After retirement from service, all FR-1s were scrapped except for a few that continued to fly for testing purposes until April 1948, when the last airworthy FR-1 made its last flight en route to the Naval Air Technical Training Center at NAS Memphis in Memphis, Tennessee. This aircraft along with another FR-1 that had been retired to NAS Memphis were later given to the Mississippi State University, two Fireballs were lent to Lewis Institute of Technology in Romeoville, Illinois, as instructional airframes; the current whereabouts of these aircraft are unknown. One FR-1 (BuNo 39657) is now on display at the Planes of Fame Museum in Chino, California, and another Fireball (BuNo 39707) was initially given to the US Navy's airplane collection at the Smithsonian Institution before being placed on display at the San Diego Air and Space Museum, where it remained until it was destroyed by a fire in 1978.

The TR-1 half-scale mockup of the FR-1 (nicknamed "Winged Victory") at the San Diego Tournament of Roses Parade on January 1, 1946 (courtesy of Secret Projects forum).

As a side note, Ryan built a half-scale wooden model of the FR-1 Fireball, called TR-1 (Tournament of Roses, Model 1) by the company, that was used as a float for the Tournament of Roses Parade in San Diego on New Year's Day 1946. The float, which was nicknamed "Winged Victory" (a virtual pun on the Winged Victory of Samothrace, a Hellenistic sculpture of the Greek victory goddess Nike standing on a warship's bow found on the Greek island of Samothrace in the 1860s), received sponsorship from the San Diego city and county governments and as well as the San Diego-California Club and Junior Chamber of Commerce.  

References:

Friedman, N., 2016. Fighters over the Fleet: Naval Air Defence from Biplanes to the Cold War.
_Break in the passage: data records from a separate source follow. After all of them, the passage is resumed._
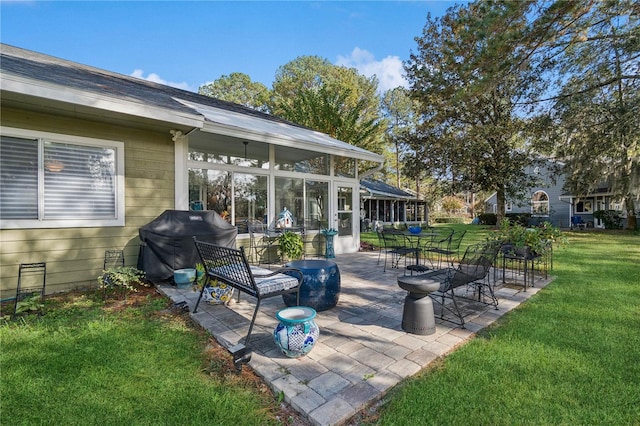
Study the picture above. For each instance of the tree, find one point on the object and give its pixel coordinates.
(398, 109)
(238, 88)
(335, 100)
(598, 107)
(471, 76)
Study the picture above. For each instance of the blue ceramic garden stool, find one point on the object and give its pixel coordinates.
(296, 333)
(320, 287)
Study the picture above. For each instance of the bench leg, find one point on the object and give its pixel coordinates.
(206, 281)
(253, 320)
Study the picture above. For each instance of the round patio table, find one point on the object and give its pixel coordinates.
(320, 287)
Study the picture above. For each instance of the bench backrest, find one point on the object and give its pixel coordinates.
(475, 264)
(228, 265)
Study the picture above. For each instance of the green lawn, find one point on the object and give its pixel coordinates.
(570, 355)
(87, 363)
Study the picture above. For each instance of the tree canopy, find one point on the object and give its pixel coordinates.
(332, 99)
(238, 88)
(470, 80)
(598, 106)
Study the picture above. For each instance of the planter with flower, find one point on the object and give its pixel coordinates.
(290, 246)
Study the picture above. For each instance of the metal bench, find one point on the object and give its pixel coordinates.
(230, 266)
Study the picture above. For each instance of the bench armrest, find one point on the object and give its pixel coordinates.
(282, 271)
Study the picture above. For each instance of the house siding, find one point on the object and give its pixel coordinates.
(75, 256)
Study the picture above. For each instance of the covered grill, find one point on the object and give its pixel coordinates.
(166, 243)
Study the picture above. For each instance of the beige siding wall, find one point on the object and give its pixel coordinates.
(74, 256)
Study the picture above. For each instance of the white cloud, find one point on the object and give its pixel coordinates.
(389, 70)
(155, 78)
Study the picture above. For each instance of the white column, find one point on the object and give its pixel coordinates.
(181, 151)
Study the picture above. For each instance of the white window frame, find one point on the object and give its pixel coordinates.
(41, 137)
(585, 202)
(535, 213)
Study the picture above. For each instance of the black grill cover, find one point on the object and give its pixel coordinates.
(166, 243)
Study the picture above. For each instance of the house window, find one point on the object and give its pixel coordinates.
(584, 206)
(540, 204)
(57, 181)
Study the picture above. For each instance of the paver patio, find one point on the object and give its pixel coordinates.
(362, 351)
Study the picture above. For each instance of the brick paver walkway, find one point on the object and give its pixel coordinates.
(362, 351)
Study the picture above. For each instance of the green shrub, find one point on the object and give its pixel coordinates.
(488, 219)
(290, 245)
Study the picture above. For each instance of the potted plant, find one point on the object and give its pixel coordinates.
(290, 246)
(526, 242)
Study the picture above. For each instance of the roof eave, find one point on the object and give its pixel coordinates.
(39, 89)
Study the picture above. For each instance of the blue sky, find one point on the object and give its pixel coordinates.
(187, 44)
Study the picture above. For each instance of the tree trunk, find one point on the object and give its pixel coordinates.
(632, 221)
(500, 213)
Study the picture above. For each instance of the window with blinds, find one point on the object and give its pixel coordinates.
(47, 180)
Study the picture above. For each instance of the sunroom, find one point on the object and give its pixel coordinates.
(247, 167)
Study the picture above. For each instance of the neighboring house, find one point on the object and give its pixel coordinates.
(385, 203)
(89, 156)
(550, 202)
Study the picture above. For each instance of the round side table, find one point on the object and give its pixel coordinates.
(417, 315)
(320, 287)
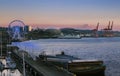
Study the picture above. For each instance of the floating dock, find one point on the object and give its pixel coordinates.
(37, 68)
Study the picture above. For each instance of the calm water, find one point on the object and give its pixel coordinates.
(106, 49)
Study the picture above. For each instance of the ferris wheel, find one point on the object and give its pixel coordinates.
(16, 29)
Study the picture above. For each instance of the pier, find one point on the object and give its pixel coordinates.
(37, 68)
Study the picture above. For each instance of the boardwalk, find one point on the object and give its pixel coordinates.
(39, 67)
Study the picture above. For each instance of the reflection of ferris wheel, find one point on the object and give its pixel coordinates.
(16, 29)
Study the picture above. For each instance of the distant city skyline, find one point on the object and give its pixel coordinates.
(61, 13)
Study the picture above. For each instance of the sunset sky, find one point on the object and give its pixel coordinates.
(61, 13)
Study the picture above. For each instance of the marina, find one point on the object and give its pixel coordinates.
(106, 49)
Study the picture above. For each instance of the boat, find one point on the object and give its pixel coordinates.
(76, 65)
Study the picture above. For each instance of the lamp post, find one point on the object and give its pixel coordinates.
(1, 44)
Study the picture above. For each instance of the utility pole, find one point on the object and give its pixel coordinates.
(1, 44)
(24, 74)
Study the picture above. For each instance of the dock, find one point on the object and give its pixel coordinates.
(37, 68)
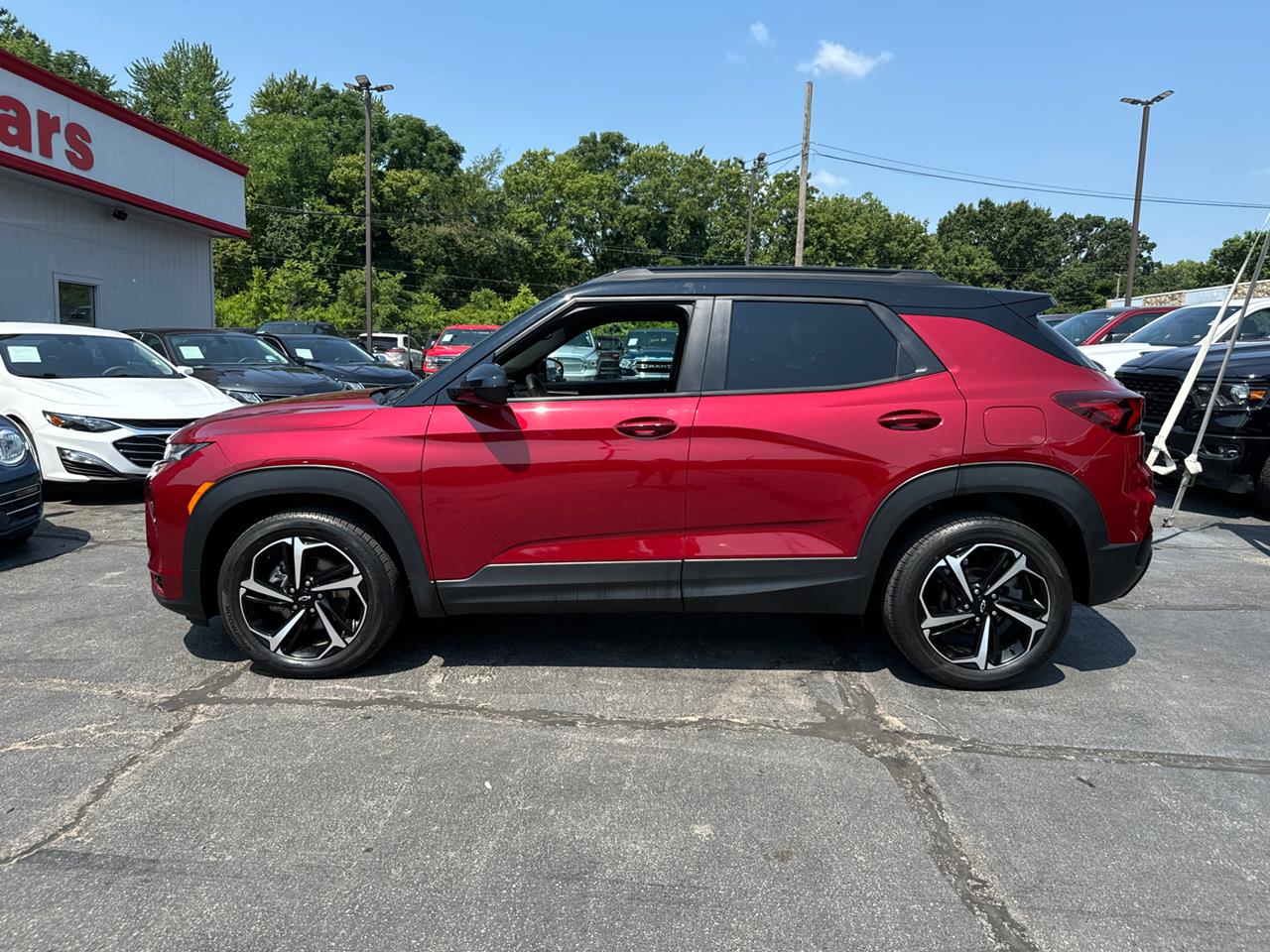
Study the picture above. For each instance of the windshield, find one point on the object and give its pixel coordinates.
(218, 349)
(1079, 327)
(1180, 327)
(462, 336)
(385, 341)
(325, 349)
(79, 356)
Barnsley, UK: Seaforth Publishing.

Ginter, S., 1995. Ryan FR-1 Fireball and XF2R-1 Darkshark (Naval Fighters Number 28). Simi Valley, CA: Ginter Books.

McDowell, E., 1995. FR-1 Fireball (Mini in action number 5). Carrollton, TX: Squadron/Signal Publications.

Wagner, R., 2004. American Combat Planes of the 20th Century: A Comprehensive Reference. Reno, Nevada: Jack Bacon & Co. ISBN 0-930083-17-2.